August 17, 2020. Wacey Richards, Bryan Sparks

D3O: Insights Storage from Unstructured Text

As part of the DeepSee platform and, more particularly, its ingestion of unstructured data, an array of data preparation functions and machine learning models are employed that give various insights and/or different views to the original source text. The DeepSee platform accommodates the addition of new functions or machine learning models to be added in these data processing steps. Further, in addition to insights from an individual document, there may be correlations between documents or attributes that span a number of documents whether these correlations were expected or not.

One way to think of this is as a manufacturing line. A source document is “dropped” at the start of the line and put in a “box”. The first station down the conveyor belt, “picks up” the box and the source document and “interrogates” it in some way. The result of this interrogation is added to the box, that contains the source document, and the box is placed back on the line. This may continue for several stations. Some of the stations, down the line, may not pick up the source document but instead may pick up one of the results of a prior station and add to it. The number of steps in this processing line will change and be added to as new insight methods are employed that provide specific views.
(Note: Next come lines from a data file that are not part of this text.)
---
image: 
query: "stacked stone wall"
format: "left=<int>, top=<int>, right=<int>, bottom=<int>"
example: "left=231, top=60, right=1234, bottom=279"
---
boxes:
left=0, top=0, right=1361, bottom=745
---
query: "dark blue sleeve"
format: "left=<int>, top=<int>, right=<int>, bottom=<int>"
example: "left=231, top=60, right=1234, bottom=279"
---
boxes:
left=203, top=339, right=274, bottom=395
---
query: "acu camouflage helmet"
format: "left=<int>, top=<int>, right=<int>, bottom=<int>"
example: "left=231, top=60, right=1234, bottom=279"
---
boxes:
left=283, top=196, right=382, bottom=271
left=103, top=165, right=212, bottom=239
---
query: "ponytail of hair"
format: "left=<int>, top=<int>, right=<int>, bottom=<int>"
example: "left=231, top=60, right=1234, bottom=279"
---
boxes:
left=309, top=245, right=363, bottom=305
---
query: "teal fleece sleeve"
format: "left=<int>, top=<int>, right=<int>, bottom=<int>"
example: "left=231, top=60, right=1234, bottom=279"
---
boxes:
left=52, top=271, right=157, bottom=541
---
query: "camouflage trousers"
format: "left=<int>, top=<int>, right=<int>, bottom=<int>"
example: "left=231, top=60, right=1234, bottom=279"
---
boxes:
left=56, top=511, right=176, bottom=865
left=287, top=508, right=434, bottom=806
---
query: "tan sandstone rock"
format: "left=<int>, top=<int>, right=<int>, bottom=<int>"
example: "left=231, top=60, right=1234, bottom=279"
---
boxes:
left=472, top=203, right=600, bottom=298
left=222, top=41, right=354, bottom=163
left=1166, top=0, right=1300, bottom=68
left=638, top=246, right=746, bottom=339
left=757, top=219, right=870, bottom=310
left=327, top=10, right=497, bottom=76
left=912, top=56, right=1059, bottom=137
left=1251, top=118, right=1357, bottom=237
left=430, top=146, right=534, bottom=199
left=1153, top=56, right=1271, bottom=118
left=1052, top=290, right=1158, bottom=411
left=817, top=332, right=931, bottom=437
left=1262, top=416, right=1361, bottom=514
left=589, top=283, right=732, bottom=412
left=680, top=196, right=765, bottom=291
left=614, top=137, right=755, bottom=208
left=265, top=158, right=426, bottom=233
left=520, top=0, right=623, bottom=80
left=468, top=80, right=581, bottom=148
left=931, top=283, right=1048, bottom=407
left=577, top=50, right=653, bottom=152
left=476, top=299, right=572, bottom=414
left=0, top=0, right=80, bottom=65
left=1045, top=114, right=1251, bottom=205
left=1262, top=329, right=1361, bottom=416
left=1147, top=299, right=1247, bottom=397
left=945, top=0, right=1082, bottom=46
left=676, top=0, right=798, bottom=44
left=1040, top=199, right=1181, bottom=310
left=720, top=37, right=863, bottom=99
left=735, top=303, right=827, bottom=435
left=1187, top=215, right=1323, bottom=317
If these insights are stored in ways that they can be used to inform “down the line” ML models, or functions that are run later, then an impressive number of insights have been added to the original source that can lead to insights or actions that would be very difficult to divine from more traditional processes. The “box”, in our example, is an extensible data storage of the source document(s), gathered insights, and methods for accessing these insights for further processing. This storage mechanism is the heart of the motivation of the DeepSee Data Definition Object or D3O.

The D3O can be thought of as an extensible “draping” of attributes to the original imported unstructured data. This collection of attributes may be simple observations, like:

  • raw text of the original data,
  • what text was bolded or otherwise highlighted,
  • text formatting or layout within the original source documents,
  • unique or, perhaps, defined terms extracted from these documents,
  • text summarization,
  • X, Y coordinates within the original document, say a PDF, of “interesting terms”,
  • embedded tables or images,
  • and many others.

Beyond these simple attributes, additional attributes many also include:

  • document categorizations (“what kind of document is this?”),
  • references to external sources (e.g. URL links or references to other documents),
  • sentiments,
  • common or uncommon text structures,
  • exogenous data correlated to specifics found in the documents; like, news, regulatory filings, etc.,
  • and others.

From a more technical perspective, access to, and extension of, the D3O is a suite of APIs, or Python library functions that have wrapped the APIs, to various information points and ultimately the data lake of stored attributes or insights the DeepSee platform has found. The D3O and its data lake may be comprised of:

  • additional files,
  • structured data extracted from the unstructured imported documents in databases, like SQL databases,
  • correlations with other documents stored in graph databases,
  • or many other storage methods containing some insights.

For example, a D3O for a particular ingested document might describe the location of some structured data found and stored along with methods to access this structured data. This structured data is extracted it may be stored in a traditional SQL database under some term or searchable method. The D3O could be interrogated to give the location and appropriate search details necessary to access directly this SQL database and the data desired.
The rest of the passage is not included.